The latest figures from Public Health Wales indicate an increase in the number of sexually transmitted infections (STIs) diagnosed in Wales.
According to the report, there were a total of 12,852 STI diagnoses in 2017. These included 6920 cases of chlamydia, 3020 of first episode genital warts, 1422 of first episode herpes, 1190 of gonorrhoea, 214 of syphilis and 86 of HIV. A 53% rise in the cases of syphilis and 21% rise in cases of gonorrhoea diagnosed were observed in 2017.
The diagnoses of STIs were most pronounced in the younger population. The rate for gonorrhoea in 15-24 year olds was 149.4 vs 38.2 per 100,000 in the overall population. Men who have sex with men (MSM) account for a significant proportion of STI diagnoses.
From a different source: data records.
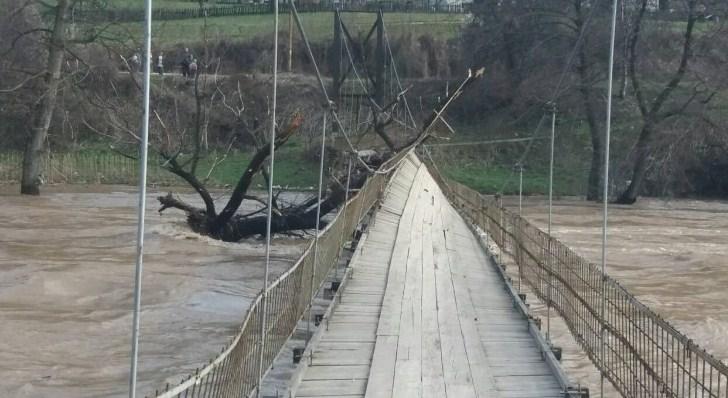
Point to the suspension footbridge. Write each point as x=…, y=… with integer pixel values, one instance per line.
x=426, y=312
x=424, y=309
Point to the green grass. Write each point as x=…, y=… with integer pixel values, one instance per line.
x=535, y=182
x=292, y=168
x=99, y=165
x=318, y=26
x=161, y=4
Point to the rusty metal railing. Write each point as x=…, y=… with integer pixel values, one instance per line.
x=234, y=372
x=644, y=355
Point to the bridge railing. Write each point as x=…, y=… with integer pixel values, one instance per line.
x=641, y=353
x=235, y=371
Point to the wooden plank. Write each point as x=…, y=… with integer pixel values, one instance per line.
x=458, y=378
x=331, y=388
x=433, y=379
x=408, y=368
x=381, y=377
x=337, y=372
x=483, y=381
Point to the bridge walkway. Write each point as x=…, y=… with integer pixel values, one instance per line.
x=425, y=314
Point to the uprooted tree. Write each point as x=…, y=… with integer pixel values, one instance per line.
x=179, y=127
x=227, y=225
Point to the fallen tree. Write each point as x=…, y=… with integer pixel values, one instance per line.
x=229, y=226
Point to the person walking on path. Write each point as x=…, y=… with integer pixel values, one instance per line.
x=160, y=64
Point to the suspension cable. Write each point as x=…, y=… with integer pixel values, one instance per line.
x=269, y=212
x=318, y=225
x=605, y=194
x=142, y=200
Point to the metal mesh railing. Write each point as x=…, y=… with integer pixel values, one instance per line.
x=641, y=354
x=235, y=372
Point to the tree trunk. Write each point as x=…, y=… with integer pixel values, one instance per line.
x=629, y=196
x=585, y=89
x=43, y=113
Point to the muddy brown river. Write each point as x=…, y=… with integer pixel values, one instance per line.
x=672, y=255
x=66, y=292
x=67, y=265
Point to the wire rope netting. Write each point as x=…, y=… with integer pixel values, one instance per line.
x=645, y=356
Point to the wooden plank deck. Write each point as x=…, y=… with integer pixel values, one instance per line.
x=425, y=314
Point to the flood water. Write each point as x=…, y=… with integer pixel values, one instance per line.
x=672, y=255
x=66, y=292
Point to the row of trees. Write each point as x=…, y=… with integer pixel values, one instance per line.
x=670, y=71
x=670, y=76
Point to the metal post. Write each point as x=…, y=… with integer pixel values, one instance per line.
x=520, y=214
x=346, y=203
x=335, y=59
x=318, y=216
x=605, y=194
x=379, y=61
x=142, y=201
x=520, y=189
x=549, y=257
x=290, y=40
x=269, y=212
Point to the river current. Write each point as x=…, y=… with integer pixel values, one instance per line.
x=671, y=254
x=66, y=292
x=67, y=267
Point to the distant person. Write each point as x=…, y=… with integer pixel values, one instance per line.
x=185, y=63
x=192, y=72
x=135, y=62
x=160, y=64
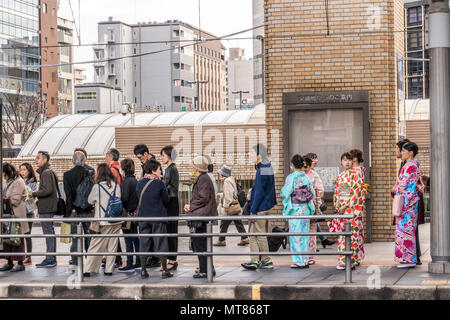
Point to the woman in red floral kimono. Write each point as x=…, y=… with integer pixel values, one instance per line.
x=408, y=186
x=348, y=199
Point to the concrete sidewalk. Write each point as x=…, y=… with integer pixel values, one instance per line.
x=376, y=278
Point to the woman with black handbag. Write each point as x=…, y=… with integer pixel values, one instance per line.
x=14, y=206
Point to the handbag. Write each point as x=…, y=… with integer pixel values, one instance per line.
x=65, y=229
x=397, y=205
x=61, y=210
x=11, y=228
x=234, y=209
x=302, y=195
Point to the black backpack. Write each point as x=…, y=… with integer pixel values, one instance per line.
x=242, y=197
x=275, y=242
x=83, y=191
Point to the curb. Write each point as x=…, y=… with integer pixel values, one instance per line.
x=221, y=292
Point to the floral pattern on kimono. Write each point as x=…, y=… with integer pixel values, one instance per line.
x=408, y=183
x=297, y=243
x=319, y=190
x=349, y=194
x=361, y=171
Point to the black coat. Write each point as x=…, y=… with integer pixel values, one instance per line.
x=154, y=200
x=130, y=198
x=72, y=180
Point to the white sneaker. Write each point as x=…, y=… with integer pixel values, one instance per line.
x=406, y=265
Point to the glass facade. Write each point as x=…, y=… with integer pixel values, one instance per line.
x=19, y=41
x=418, y=70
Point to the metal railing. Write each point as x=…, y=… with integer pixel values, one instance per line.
x=209, y=235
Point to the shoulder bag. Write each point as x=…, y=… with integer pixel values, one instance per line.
x=397, y=206
x=61, y=210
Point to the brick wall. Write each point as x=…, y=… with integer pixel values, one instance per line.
x=359, y=54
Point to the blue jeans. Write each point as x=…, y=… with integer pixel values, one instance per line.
x=322, y=238
x=132, y=244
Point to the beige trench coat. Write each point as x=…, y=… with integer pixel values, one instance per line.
x=16, y=194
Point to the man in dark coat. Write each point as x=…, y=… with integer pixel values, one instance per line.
x=203, y=204
x=72, y=179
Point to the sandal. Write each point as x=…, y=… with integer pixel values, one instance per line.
x=172, y=266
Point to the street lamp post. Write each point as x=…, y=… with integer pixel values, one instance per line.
x=440, y=136
x=129, y=108
x=240, y=97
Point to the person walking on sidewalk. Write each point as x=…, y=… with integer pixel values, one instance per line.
x=171, y=181
x=99, y=197
x=47, y=196
x=203, y=204
x=298, y=200
x=78, y=182
x=29, y=176
x=154, y=200
x=231, y=207
x=112, y=160
x=408, y=187
x=130, y=202
x=15, y=195
x=263, y=199
x=319, y=195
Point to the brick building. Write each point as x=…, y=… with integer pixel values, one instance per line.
x=342, y=78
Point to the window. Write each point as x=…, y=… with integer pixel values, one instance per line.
x=86, y=95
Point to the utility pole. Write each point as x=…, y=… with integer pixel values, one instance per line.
x=240, y=97
x=440, y=135
x=261, y=38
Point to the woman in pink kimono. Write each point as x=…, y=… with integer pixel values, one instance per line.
x=408, y=185
x=357, y=156
x=319, y=191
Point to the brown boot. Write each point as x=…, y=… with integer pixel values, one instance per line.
x=220, y=243
x=243, y=242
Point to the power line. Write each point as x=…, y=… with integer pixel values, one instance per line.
x=314, y=35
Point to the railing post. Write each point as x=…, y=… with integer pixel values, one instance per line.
x=209, y=248
x=348, y=258
x=80, y=249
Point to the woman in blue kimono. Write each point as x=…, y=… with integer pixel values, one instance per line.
x=298, y=195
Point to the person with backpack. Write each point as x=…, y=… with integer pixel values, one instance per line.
x=263, y=199
x=105, y=197
x=78, y=183
x=47, y=196
x=231, y=205
x=298, y=200
x=112, y=160
x=153, y=202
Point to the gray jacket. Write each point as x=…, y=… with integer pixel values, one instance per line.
x=172, y=180
x=47, y=194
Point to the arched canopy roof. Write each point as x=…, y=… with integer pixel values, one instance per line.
x=96, y=133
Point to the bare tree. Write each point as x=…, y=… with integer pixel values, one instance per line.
x=21, y=115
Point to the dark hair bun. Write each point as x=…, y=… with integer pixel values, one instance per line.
x=298, y=161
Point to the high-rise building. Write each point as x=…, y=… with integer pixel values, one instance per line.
x=19, y=41
x=416, y=68
x=258, y=55
x=159, y=75
x=49, y=55
x=65, y=72
x=79, y=75
x=240, y=80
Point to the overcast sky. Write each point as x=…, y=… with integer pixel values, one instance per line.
x=217, y=16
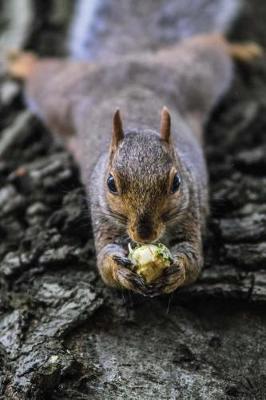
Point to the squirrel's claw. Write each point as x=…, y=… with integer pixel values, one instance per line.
x=20, y=64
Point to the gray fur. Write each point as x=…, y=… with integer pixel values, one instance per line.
x=104, y=27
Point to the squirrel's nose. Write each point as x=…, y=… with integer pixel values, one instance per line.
x=144, y=230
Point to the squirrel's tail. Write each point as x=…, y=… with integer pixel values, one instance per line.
x=112, y=27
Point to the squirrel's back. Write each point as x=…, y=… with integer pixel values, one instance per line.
x=104, y=28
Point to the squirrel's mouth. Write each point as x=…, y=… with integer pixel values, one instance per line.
x=146, y=235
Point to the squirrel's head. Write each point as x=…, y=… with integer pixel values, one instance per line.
x=144, y=180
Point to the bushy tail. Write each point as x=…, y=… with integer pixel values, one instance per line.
x=105, y=27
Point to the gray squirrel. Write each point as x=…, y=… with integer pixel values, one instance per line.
x=134, y=121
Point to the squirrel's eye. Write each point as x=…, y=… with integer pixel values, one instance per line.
x=175, y=184
x=111, y=184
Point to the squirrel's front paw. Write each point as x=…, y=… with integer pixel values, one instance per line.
x=115, y=270
x=172, y=277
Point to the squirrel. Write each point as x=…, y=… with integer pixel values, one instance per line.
x=145, y=176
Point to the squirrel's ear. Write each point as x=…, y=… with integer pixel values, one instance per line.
x=118, y=133
x=165, y=130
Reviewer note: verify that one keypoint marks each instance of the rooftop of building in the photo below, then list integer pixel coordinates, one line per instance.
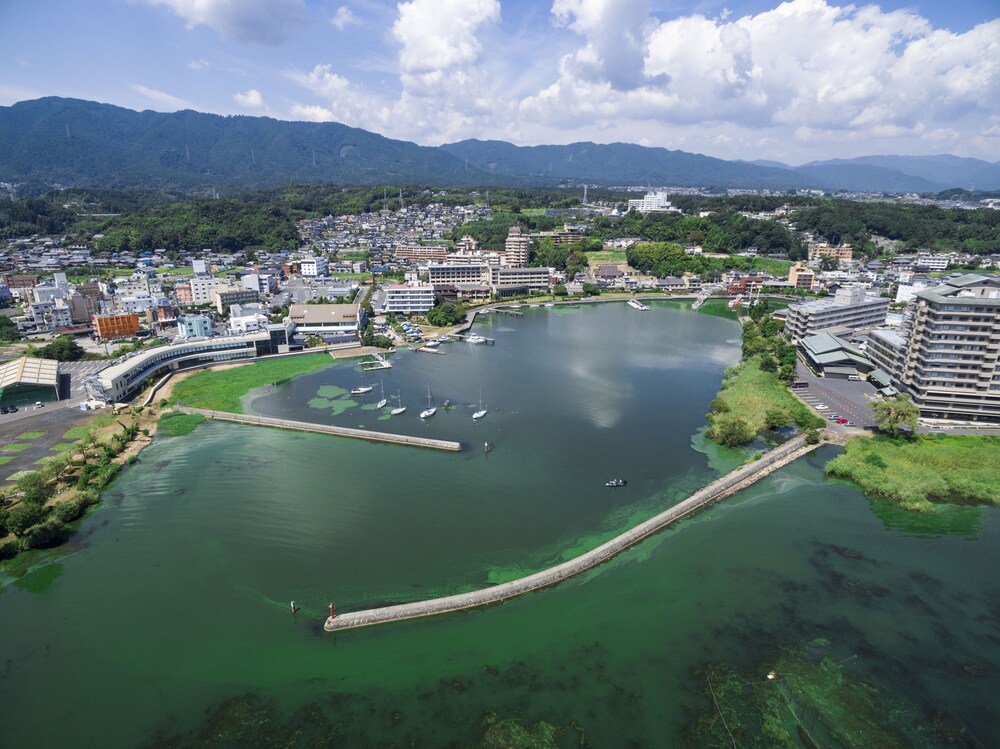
(313, 314)
(29, 371)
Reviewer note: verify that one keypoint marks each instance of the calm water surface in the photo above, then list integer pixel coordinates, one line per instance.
(168, 618)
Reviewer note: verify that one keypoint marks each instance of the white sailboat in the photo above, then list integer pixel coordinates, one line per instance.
(431, 408)
(482, 411)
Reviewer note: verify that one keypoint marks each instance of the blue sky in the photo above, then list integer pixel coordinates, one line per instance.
(793, 81)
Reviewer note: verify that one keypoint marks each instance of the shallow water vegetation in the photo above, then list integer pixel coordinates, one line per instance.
(918, 472)
(223, 390)
(798, 700)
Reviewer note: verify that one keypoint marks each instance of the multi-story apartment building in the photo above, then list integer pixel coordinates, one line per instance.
(842, 252)
(440, 273)
(201, 288)
(801, 277)
(652, 202)
(850, 308)
(224, 296)
(409, 299)
(108, 327)
(511, 281)
(313, 267)
(953, 344)
(194, 326)
(418, 253)
(517, 247)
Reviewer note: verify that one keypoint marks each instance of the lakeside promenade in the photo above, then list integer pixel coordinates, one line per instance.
(725, 486)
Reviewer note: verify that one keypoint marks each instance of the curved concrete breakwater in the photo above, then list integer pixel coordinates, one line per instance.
(305, 426)
(723, 487)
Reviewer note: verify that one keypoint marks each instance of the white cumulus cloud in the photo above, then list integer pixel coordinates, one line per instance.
(251, 99)
(343, 18)
(259, 21)
(802, 68)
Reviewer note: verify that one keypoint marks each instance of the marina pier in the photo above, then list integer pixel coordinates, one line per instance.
(305, 426)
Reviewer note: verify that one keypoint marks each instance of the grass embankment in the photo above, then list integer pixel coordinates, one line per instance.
(40, 510)
(222, 390)
(752, 401)
(177, 424)
(915, 473)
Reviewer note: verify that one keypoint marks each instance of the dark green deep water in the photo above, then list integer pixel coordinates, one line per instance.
(167, 618)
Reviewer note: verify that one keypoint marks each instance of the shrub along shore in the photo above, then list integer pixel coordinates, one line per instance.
(754, 395)
(918, 471)
(41, 509)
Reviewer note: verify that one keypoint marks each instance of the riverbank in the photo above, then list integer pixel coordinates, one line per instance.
(925, 470)
(222, 389)
(44, 506)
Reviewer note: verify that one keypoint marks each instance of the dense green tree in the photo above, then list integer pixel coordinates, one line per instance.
(892, 414)
(63, 348)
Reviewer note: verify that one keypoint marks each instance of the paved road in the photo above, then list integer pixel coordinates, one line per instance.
(54, 420)
(850, 399)
(78, 371)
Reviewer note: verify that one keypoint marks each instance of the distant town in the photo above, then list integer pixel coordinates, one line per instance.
(159, 311)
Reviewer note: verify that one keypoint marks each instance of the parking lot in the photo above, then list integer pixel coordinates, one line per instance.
(77, 371)
(847, 398)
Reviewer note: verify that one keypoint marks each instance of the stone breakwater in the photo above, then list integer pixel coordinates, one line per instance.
(725, 486)
(304, 426)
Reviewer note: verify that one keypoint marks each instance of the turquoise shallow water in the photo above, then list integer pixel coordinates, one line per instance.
(167, 620)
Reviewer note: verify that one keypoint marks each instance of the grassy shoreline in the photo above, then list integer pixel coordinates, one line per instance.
(223, 390)
(752, 401)
(923, 471)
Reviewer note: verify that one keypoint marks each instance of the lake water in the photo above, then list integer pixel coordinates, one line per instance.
(166, 621)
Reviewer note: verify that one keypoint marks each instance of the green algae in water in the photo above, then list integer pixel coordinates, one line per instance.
(335, 406)
(332, 391)
(799, 700)
(41, 579)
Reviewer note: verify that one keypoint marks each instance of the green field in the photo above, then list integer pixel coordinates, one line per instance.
(606, 257)
(774, 267)
(760, 400)
(176, 424)
(929, 468)
(222, 390)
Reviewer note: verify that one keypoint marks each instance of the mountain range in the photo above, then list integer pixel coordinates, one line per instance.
(73, 143)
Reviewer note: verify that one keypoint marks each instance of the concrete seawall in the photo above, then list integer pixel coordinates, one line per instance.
(723, 487)
(305, 426)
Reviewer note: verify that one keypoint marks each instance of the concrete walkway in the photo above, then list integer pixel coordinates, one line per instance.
(723, 487)
(305, 426)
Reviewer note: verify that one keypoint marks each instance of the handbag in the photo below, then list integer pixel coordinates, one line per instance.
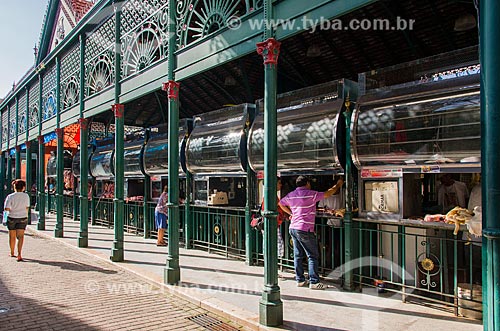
(5, 217)
(257, 220)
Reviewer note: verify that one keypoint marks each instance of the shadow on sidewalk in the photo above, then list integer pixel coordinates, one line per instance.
(72, 265)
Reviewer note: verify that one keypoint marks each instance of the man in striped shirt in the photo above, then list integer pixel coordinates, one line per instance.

In 2017, MSM accounted for 65%, 34% and 48% of all syphilis, gonorrhoea and HIV diagnoses.
Zoe Couzens, Sexual Health Lead at Public Health Wales, said: "Increases in STIs are usually related to changes in sexual behaviour in the population. Casual sex is now more available as people linkup through apps." The public needs to be educated that STIs are treatable and those who have had unprotected sex should get tested for STIs. Sexual health clinics and some GPs and charities offer free testing and treatment.